# Setup 

In [10]:
import os, requests, openpyxl 
import pandas as pd 
from io import BytesIO 

from azure.identity import ClientSecretCredential 


# read in the credentials 
tenant_id = os.environ.get("AZ_TENANT_ID") 
client_id = os.environ.get("AZ_CLIENT_ID") 
client_secret = os.environ.get("AZ_CLIENT_SECRET") 

## Parameters 

In [3]:
# file parameters 
host_name = "dailydataapps" 
site_name = "SharePointDemo" 
drive_name = "Documents" 
file_name = "Demo Excel Data.xlsx" 

# file paths 
sharepoint_file = f"General//{file_name}" 

# base URL for the Microsoft Graph API 
base_url = "https://graph.microsoft.com" 

## Access Token 

In [4]:
# generate an access token 
scopes = [f"{base_url}/.default"] 
credentials = ClientSecretCredential(tenant_id, client_id, client_secret) 
access_token = credentials.get_token(*scopes).token 

# add the token to a headers dictionary 
headers = {
    "Authorization": f"Bearer {access_token}" 
} 

## Site and Drive ID 

In [None]:
# Get the SharePoint site ID 
site_url = f"{base_url}/v1.0/sites/{host_name}.sharepoint.com:/sites/{site_name}"
site_response = requests.get(site_url, headers = headers)  

# get the site ID 
site_id = site_response.json()['id'] 

# Get the drive ID
drive_url = f"{base_url}/v1.0/sites/{site_id}/drives"
drive_response = requests.get(drive_url, headers = headers)
drive_id = drive_response.json()['value'][0]['id'] 

# File Download 

In [6]:
# Define the spreadsheet URL
file_url = f"{base_url}/v1.0/sites/{site_id}/drives/{drive_id}/root:/{sharepoint_file}:/content" 

# make the API request 
response = requests.get(file_url, headers = headers)

# check if the request was successful 
if response.status_code == 200:

    # if successful, load the workbook with openpyxl 
    file = BytesIO(response.content) 
    wb = openpyxl.load_workbook(file) 

    # update the user 
    print("File downloaded successfully.") 

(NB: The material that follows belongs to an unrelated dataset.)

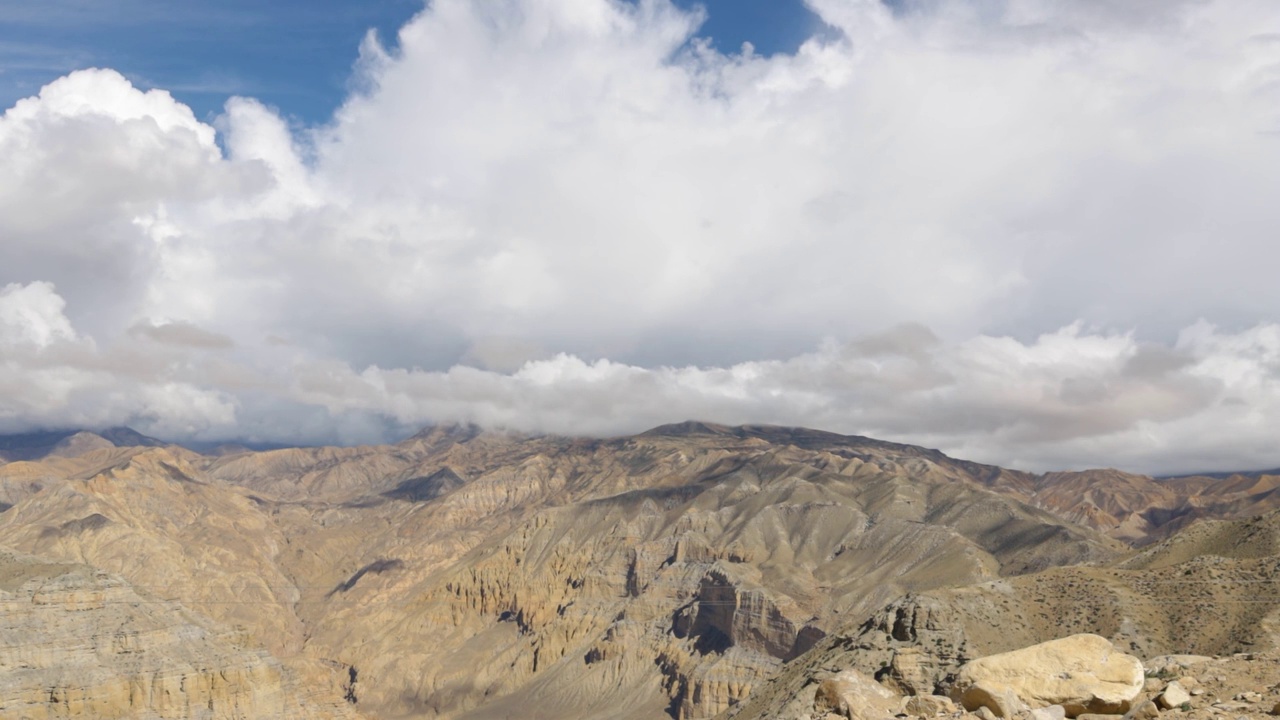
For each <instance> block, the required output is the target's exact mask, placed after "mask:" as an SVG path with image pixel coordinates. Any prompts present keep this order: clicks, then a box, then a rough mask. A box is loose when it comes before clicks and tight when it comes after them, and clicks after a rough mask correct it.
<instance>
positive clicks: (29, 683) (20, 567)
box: [0, 550, 358, 720]
mask: <svg viewBox="0 0 1280 720" xmlns="http://www.w3.org/2000/svg"><path fill="white" fill-rule="evenodd" d="M319 687H320V683H316V682H315V680H314V679H307V680H306V682H302V679H301V678H300V676H298V675H297V674H296V673H293V671H291V670H288V669H285V667H284V666H282V665H280V662H279V661H276V660H275V659H273V657H271V656H270V655H268V653H266V652H264V651H261V650H255V648H253V647H252V644H248V643H246V641H244V638H243V635H242V633H236V632H232V630H228V629H227V628H224V626H220V625H218V624H215V623H211V621H209V619H206V618H202V616H200V615H198V614H195V612H191V611H189V610H187V609H186V607H183V606H182V605H178V603H175V602H166V601H163V600H159V598H155V597H151V596H148V594H140V593H138V592H136V591H134V588H133V587H131V585H129V584H128V583H127V582H125V580H124V579H123V578H120V577H118V575H111V574H105V573H102V571H100V570H95V569H92V568H88V566H84V565H73V564H55V562H47V561H45V560H38V559H35V557H31V556H26V555H17V553H13V552H12V551H5V550H0V717H5V719H10V717H12V719H19V717H22V719H29V720H41V719H70V717H93V719H102V720H106V719H115V717H120V719H125V717H131V719H132V717H168V719H188V717H189V719H197V717H211V719H232V717H279V719H296V720H303V719H307V720H311V719H315V720H321V719H352V720H355V719H356V717H358V716H357V714H356V712H355V710H353V708H352V707H351V705H349V703H347V702H344V701H343V698H342V696H340V694H337V693H324V692H320V691H319Z"/></svg>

File downloaded successfully.


## Import as Dataframe 

In [None]:
# read in the table by name 
sheet = wb["Sheet1"] 
data = sheet.tables["demo_table"] 

# get the table range and extract values
table_range = sheet[data.ref]

# extract all values from the table range
table_data = []
for row in table_range:
    table_data.append([cell.value for cell in row])

# convert to dataframe with first row as headers
df = pd.DataFrame(table_data[1:], columns = table_data[0])

# showcase the data 
df 

Unnamed: 0,Col1,Col2,Col3
0,1,5.3,87
1,3,4.2,53
2,2,9.1,254